Testosterone, secreted by the interstitial cells of the testis, is important not only at puberty but before. Its secretion by the fetal testis cells is responsible for the development of certain parts of the male genital apparatus. If testosterone is not secreted at a particular and circumscribed time, the genitalia develop into the female form.

Only small amounts of testosterone circulate between birth and puberty, but at puberty the interstitial cells develop greatly in response to pituitary luteinizing hormone (see below), and testosterone is secreted in large amounts, bringing about most of the changes of male puberty. It acts on a widespread series of receptors—for example, the cells of the penis, the muscles, the skin of the face, the cartilages of the shoulder, and certain parts of the brain. In boys, most of the adolescent growth spurt is due to testosterone.

The female sex hormones, collectively called estrogens, are first secreted in quantity at puberty by cells in the ovary. They cause growth of the uterus, vagina, and breast; they act also on the bones of the hip, causing the specifically female widening. The adolescent growth spurt in the female is attributed to the combined actions of estradiol, growth hormone, and the testosterone-like substance androstenedione.

The pituitary secretes two other hormones concerned in development: one, follicle-stimulating hormone (FSH), causes growth of the main portions of the ovary in the female and the sperm-producing cells in the testis of the male; the other, luteinizing hormone (LH), causes growth and secretion of the testosterone-secreting cells of the male and has an action in controlling the menstrual cycle in the female. The pituitary is caused to secrete gonadotropins by substances called releasing factors that come to it from adjacent areas of the brain, where they are made. Certain children develop all the changes of puberty, up to and including sperm production or ovulation, at an early age, either as the result of a brain lesion or as an isolated developmental, sometimes genetic, defect. The youngest mother on record was such a child; she gave birth to a full-term healthy infant by cesarean section at the age of five years and eight months. The existence of precocious puberty and the results of accidental ingestion by small children of male or female sex hormones indicate that breasts, uterus, and penis will respond to hormonal stimulation long before puberty. Evidently an increased end-organ sensitivity plays at most a minor part in puberal events.

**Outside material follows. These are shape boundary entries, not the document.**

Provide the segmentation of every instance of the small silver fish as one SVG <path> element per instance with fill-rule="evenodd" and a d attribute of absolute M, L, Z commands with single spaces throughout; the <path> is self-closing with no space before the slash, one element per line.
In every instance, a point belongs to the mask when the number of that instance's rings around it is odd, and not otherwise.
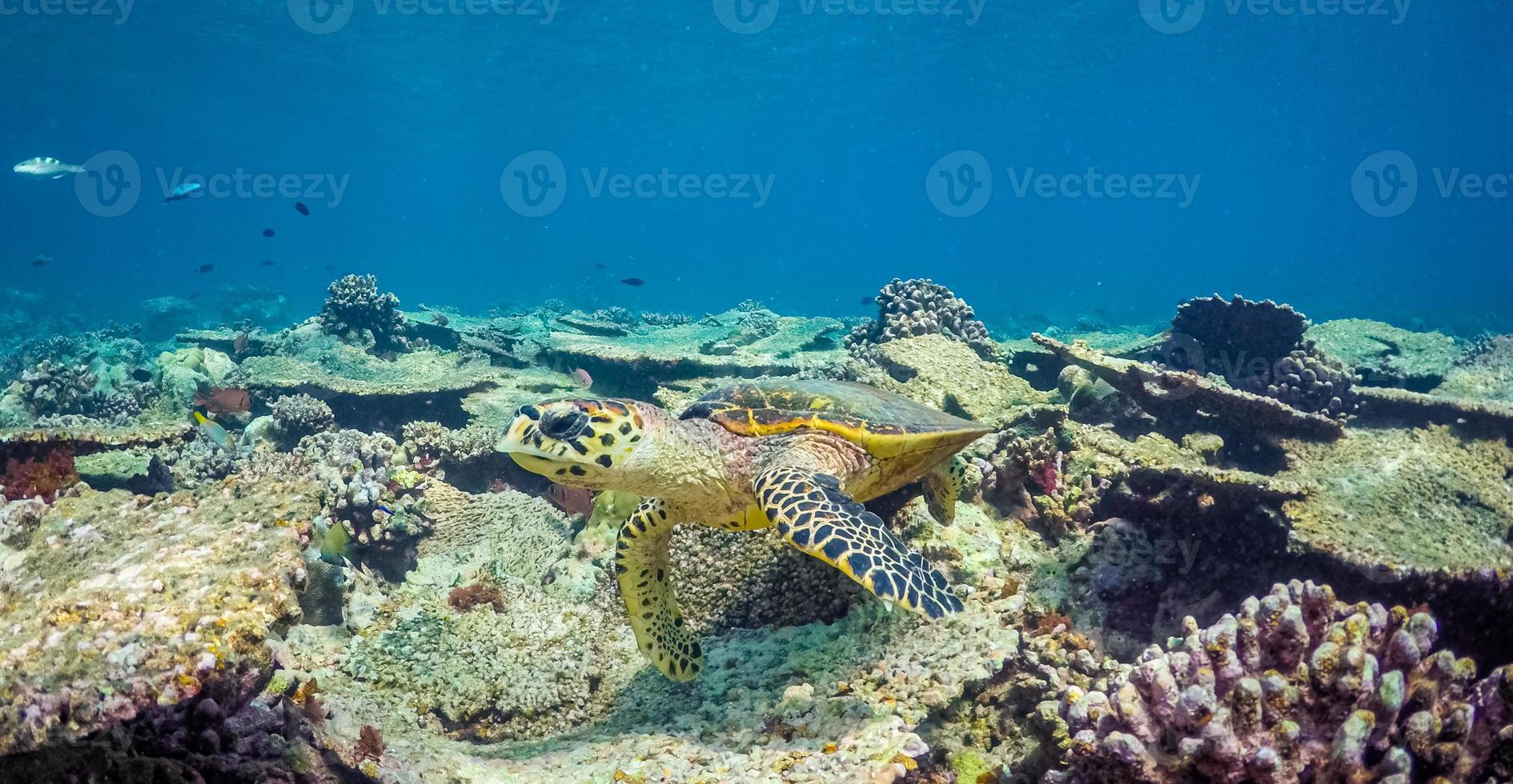
<path fill-rule="evenodd" d="M 15 174 L 36 177 L 38 180 L 57 180 L 70 174 L 83 174 L 83 166 L 64 163 L 57 159 L 27 159 L 11 168 Z"/>

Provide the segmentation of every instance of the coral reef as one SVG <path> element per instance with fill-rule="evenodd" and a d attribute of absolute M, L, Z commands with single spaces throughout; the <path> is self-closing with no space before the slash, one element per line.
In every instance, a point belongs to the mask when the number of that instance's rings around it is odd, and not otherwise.
<path fill-rule="evenodd" d="M 309 394 L 284 394 L 269 403 L 274 424 L 286 438 L 300 440 L 336 427 L 336 414 L 324 400 Z"/>
<path fill-rule="evenodd" d="M 1424 612 L 1300 582 L 1207 628 L 1189 616 L 1168 651 L 1064 687 L 1068 767 L 1045 781 L 1504 779 L 1513 674 L 1474 683 L 1437 633 Z"/>
<path fill-rule="evenodd" d="M 997 357 L 988 328 L 977 320 L 971 305 L 929 278 L 894 278 L 884 286 L 878 293 L 878 317 L 852 329 L 846 346 L 852 353 L 870 360 L 881 343 L 935 334 L 971 346 L 985 360 Z"/>
<path fill-rule="evenodd" d="M 256 692 L 298 618 L 301 483 L 62 498 L 0 565 L 0 754 L 77 740 L 197 695 Z M 11 538 L 14 541 L 15 536 Z M 67 542 L 67 547 L 59 542 Z"/>
<path fill-rule="evenodd" d="M 1413 332 L 1366 319 L 1316 323 L 1306 332 L 1319 352 L 1337 360 L 1371 387 L 1428 391 L 1462 357 L 1440 332 Z"/>
<path fill-rule="evenodd" d="M 1163 370 L 1195 370 L 1230 387 L 1333 418 L 1359 408 L 1356 375 L 1304 340 L 1307 319 L 1289 305 L 1218 295 L 1182 304 L 1171 338 L 1159 349 Z"/>
<path fill-rule="evenodd" d="M 405 319 L 399 313 L 399 298 L 378 293 L 372 275 L 346 275 L 327 289 L 321 308 L 321 329 L 342 340 L 375 352 L 410 349 Z"/>

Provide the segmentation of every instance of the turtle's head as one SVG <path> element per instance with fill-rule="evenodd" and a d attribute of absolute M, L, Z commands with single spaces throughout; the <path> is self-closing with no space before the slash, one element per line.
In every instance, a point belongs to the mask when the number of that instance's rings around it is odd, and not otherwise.
<path fill-rule="evenodd" d="M 648 427 L 666 414 L 616 399 L 572 399 L 520 406 L 498 450 L 552 482 L 589 489 L 626 489 L 631 458 Z"/>

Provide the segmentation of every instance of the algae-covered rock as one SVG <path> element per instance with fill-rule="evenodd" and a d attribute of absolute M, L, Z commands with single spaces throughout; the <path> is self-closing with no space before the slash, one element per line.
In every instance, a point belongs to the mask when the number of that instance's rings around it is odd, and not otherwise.
<path fill-rule="evenodd" d="M 988 424 L 1052 399 L 1003 364 L 985 361 L 970 344 L 946 335 L 890 340 L 873 352 L 881 367 L 864 372 L 859 381 Z"/>
<path fill-rule="evenodd" d="M 1283 509 L 1292 539 L 1365 569 L 1513 569 L 1513 450 L 1448 426 L 1351 431 L 1334 443 L 1288 441 L 1282 479 L 1318 486 Z"/>
<path fill-rule="evenodd" d="M 200 693 L 247 696 L 300 616 L 298 482 L 62 498 L 0 565 L 0 754 Z"/>
<path fill-rule="evenodd" d="M 1327 357 L 1345 363 L 1372 387 L 1434 388 L 1460 358 L 1456 341 L 1440 332 L 1413 332 L 1368 319 L 1336 319 L 1309 328 L 1306 337 Z"/>

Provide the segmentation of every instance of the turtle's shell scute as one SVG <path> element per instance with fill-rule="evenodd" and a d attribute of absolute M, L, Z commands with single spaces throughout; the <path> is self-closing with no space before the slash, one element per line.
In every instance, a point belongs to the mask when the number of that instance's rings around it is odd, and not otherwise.
<path fill-rule="evenodd" d="M 705 418 L 749 437 L 820 429 L 878 456 L 952 444 L 959 449 L 991 431 L 899 394 L 825 379 L 766 379 L 722 387 L 699 397 L 679 418 Z"/>

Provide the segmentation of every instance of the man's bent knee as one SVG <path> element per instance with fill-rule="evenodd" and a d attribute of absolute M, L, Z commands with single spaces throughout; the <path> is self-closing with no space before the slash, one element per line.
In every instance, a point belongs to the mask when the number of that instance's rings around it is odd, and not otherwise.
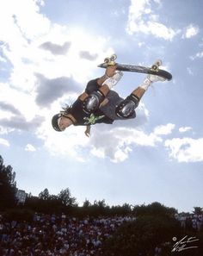
<path fill-rule="evenodd" d="M 123 102 L 121 102 L 115 109 L 119 117 L 128 118 L 133 115 L 134 109 L 138 107 L 139 98 L 131 94 Z"/>
<path fill-rule="evenodd" d="M 100 91 L 96 91 L 91 93 L 85 98 L 83 103 L 83 111 L 86 113 L 92 113 L 97 109 L 101 103 L 104 99 L 104 95 Z"/>

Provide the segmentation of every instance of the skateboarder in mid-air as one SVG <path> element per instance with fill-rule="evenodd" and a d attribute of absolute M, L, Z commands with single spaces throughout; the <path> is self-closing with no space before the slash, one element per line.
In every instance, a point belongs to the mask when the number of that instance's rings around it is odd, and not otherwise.
<path fill-rule="evenodd" d="M 105 74 L 90 80 L 78 98 L 71 106 L 53 116 L 52 124 L 56 131 L 64 131 L 71 125 L 87 126 L 85 134 L 89 135 L 90 126 L 95 123 L 112 124 L 115 120 L 135 118 L 135 109 L 153 83 L 165 78 L 149 74 L 144 82 L 126 99 L 111 90 L 122 78 L 123 73 L 116 71 L 116 65 L 108 66 Z"/>

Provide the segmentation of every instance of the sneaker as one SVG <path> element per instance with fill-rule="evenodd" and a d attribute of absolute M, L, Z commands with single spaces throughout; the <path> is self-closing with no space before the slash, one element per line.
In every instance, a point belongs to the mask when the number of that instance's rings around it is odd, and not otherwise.
<path fill-rule="evenodd" d="M 163 82 L 166 78 L 159 77 L 157 75 L 148 75 L 143 83 L 139 85 L 144 90 L 147 90 L 148 87 L 154 82 Z"/>
<path fill-rule="evenodd" d="M 106 84 L 108 86 L 109 89 L 112 89 L 112 87 L 114 86 L 121 79 L 122 76 L 123 72 L 119 71 L 113 77 L 105 80 L 102 85 Z"/>

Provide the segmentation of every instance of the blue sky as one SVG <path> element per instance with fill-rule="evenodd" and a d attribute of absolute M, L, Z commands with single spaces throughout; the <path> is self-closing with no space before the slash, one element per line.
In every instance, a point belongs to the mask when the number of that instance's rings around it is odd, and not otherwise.
<path fill-rule="evenodd" d="M 0 153 L 17 187 L 38 195 L 69 187 L 82 204 L 158 201 L 203 206 L 200 0 L 21 0 L 0 3 Z M 170 82 L 150 88 L 137 118 L 55 132 L 52 116 L 73 103 L 97 67 L 163 59 Z M 124 74 L 123 97 L 145 78 Z"/>

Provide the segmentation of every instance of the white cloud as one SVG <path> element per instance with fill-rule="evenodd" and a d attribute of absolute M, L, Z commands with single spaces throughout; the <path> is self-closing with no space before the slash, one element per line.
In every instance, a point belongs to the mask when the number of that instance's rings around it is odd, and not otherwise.
<path fill-rule="evenodd" d="M 194 55 L 194 56 L 190 56 L 190 59 L 192 59 L 192 60 L 194 60 L 195 59 L 198 59 L 198 58 L 203 58 L 203 51 L 202 52 L 199 52 L 199 53 L 197 53 L 195 55 Z"/>
<path fill-rule="evenodd" d="M 184 34 L 182 35 L 182 38 L 191 38 L 198 34 L 200 29 L 197 26 L 194 26 L 193 24 L 190 24 L 186 28 L 186 31 Z"/>
<path fill-rule="evenodd" d="M 178 162 L 203 161 L 203 138 L 175 138 L 167 140 L 164 145 L 169 152 L 169 156 Z"/>
<path fill-rule="evenodd" d="M 189 75 L 193 76 L 194 75 L 194 72 L 192 72 L 191 68 L 190 67 L 187 67 L 187 71 L 188 72 Z"/>
<path fill-rule="evenodd" d="M 179 128 L 179 132 L 180 133 L 185 133 L 185 132 L 188 132 L 188 131 L 190 131 L 192 130 L 193 128 L 191 127 L 181 127 Z"/>
<path fill-rule="evenodd" d="M 27 144 L 26 147 L 25 147 L 25 151 L 34 152 L 34 151 L 36 151 L 36 148 L 31 144 Z"/>
<path fill-rule="evenodd" d="M 167 125 L 160 125 L 154 129 L 154 134 L 157 135 L 167 135 L 171 134 L 174 128 L 175 124 L 173 123 L 168 123 Z"/>
<path fill-rule="evenodd" d="M 7 140 L 2 139 L 2 138 L 0 138 L 0 145 L 5 146 L 5 147 L 10 146 L 9 142 Z"/>
<path fill-rule="evenodd" d="M 155 2 L 157 4 L 160 4 L 160 1 Z M 156 37 L 167 41 L 172 41 L 180 30 L 169 28 L 167 25 L 158 22 L 158 20 L 159 16 L 153 13 L 149 0 L 132 0 L 126 31 L 130 34 L 143 33 L 153 34 Z"/>

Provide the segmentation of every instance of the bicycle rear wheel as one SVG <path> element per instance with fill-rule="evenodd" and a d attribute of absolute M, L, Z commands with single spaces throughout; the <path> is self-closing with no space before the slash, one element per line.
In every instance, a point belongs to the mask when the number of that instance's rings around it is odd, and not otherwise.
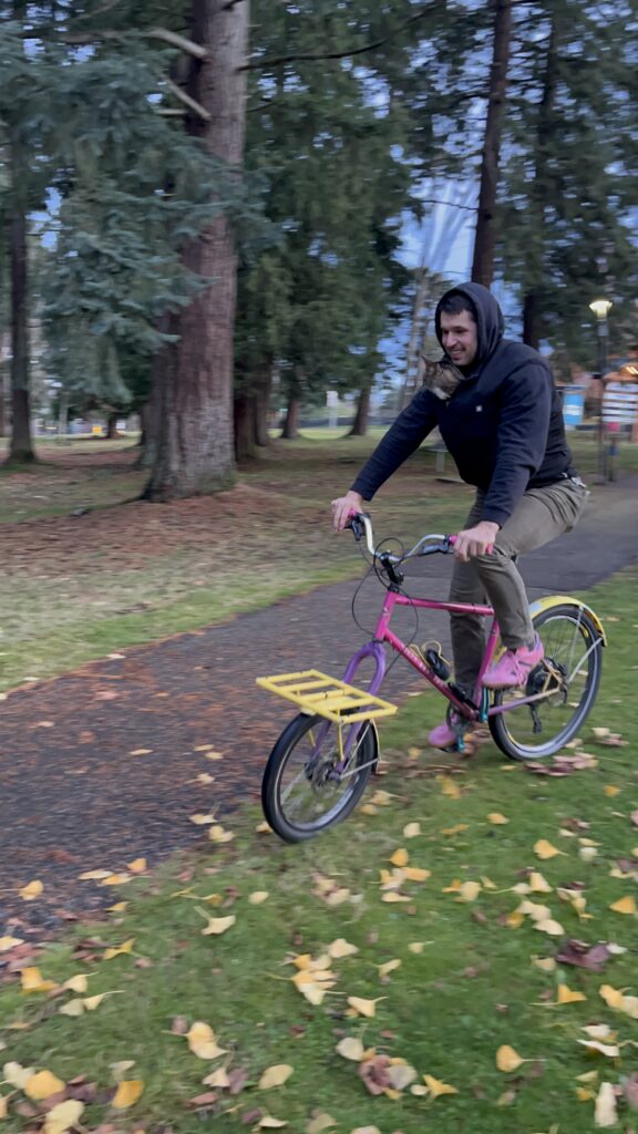
<path fill-rule="evenodd" d="M 542 611 L 534 628 L 545 658 L 530 674 L 524 689 L 500 689 L 494 704 L 545 693 L 534 705 L 520 705 L 489 717 L 498 747 L 513 760 L 553 756 L 578 734 L 598 692 L 603 641 L 577 602 Z"/>
<path fill-rule="evenodd" d="M 286 843 L 301 843 L 342 822 L 359 803 L 377 756 L 375 727 L 363 721 L 339 775 L 337 726 L 300 713 L 282 733 L 263 772 L 261 803 L 272 830 Z"/>

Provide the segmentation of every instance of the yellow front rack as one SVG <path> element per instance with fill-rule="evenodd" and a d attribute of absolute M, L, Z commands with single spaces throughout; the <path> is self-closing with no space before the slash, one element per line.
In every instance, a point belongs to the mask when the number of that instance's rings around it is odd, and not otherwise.
<path fill-rule="evenodd" d="M 337 725 L 354 723 L 358 720 L 376 720 L 392 717 L 397 705 L 389 701 L 346 685 L 336 677 L 328 677 L 318 669 L 304 669 L 299 674 L 276 674 L 274 677 L 258 677 L 257 684 L 270 693 L 299 705 L 303 712 L 318 713 Z"/>

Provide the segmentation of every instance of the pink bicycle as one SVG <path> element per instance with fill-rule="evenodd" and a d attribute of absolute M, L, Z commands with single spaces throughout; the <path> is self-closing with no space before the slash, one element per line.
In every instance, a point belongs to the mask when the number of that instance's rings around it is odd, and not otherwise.
<path fill-rule="evenodd" d="M 276 742 L 262 781 L 262 806 L 270 827 L 287 843 L 299 843 L 344 820 L 359 803 L 379 759 L 376 720 L 396 711 L 379 696 L 389 646 L 447 700 L 447 721 L 456 751 L 471 722 L 487 723 L 498 747 L 513 760 L 542 760 L 559 752 L 580 729 L 598 691 L 602 648 L 606 644 L 597 615 L 580 599 L 551 595 L 530 607 L 545 648 L 544 660 L 524 688 L 490 691 L 482 677 L 500 649 L 498 624 L 488 606 L 439 602 L 406 594 L 402 565 L 409 559 L 447 555 L 453 535 L 425 535 L 405 555 L 376 548 L 370 517 L 347 525 L 366 542 L 370 566 L 386 595 L 375 635 L 351 658 L 343 680 L 318 670 L 259 678 L 301 712 Z M 396 607 L 468 611 L 492 618 L 476 689 L 467 696 L 452 680 L 438 643 L 405 643 L 389 627 Z M 361 667 L 372 666 L 366 688 L 353 684 Z"/>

The signal to start the sequence of events is given by the brain, not the pituitary. Just as the brain holds the information on sex, so it holds information on maturity. The pituitary gland of a newborn rat successfully grafted in place of an adult pituitary begins at once to function in an adult fashion and does not have to wait until its normal age of maturation has been reached. It is the hypothalamus in the brain, not the pituitary, that must mature before puberty begins. Small amounts of sex hormones circulate from the time of birth, and these appear to inhibit the prepuberal hypothalamus from producing gonadotropin releasers. At puberty the hypothalamic cells become less sensitive to sex hormones. The small amount of sex hormones circulating then fails to inhibit the hypothalamus; gonadotropins are released, and these stimulate the production of testosterone by the testis or estrogen by the ovary. The level of the sex hormone rises until the same feedback circuit is re-established but now at a higher level of gonadotropins and sex hormones. The sex hormones are now high enough to stimulate the growth of secondary sex characters and to support mating behaviour.

Numerous factors may retard maturation or prevent normal growth, including hormonal disorders, metabolic defects, hereditary conditions, and inadequate nutrition.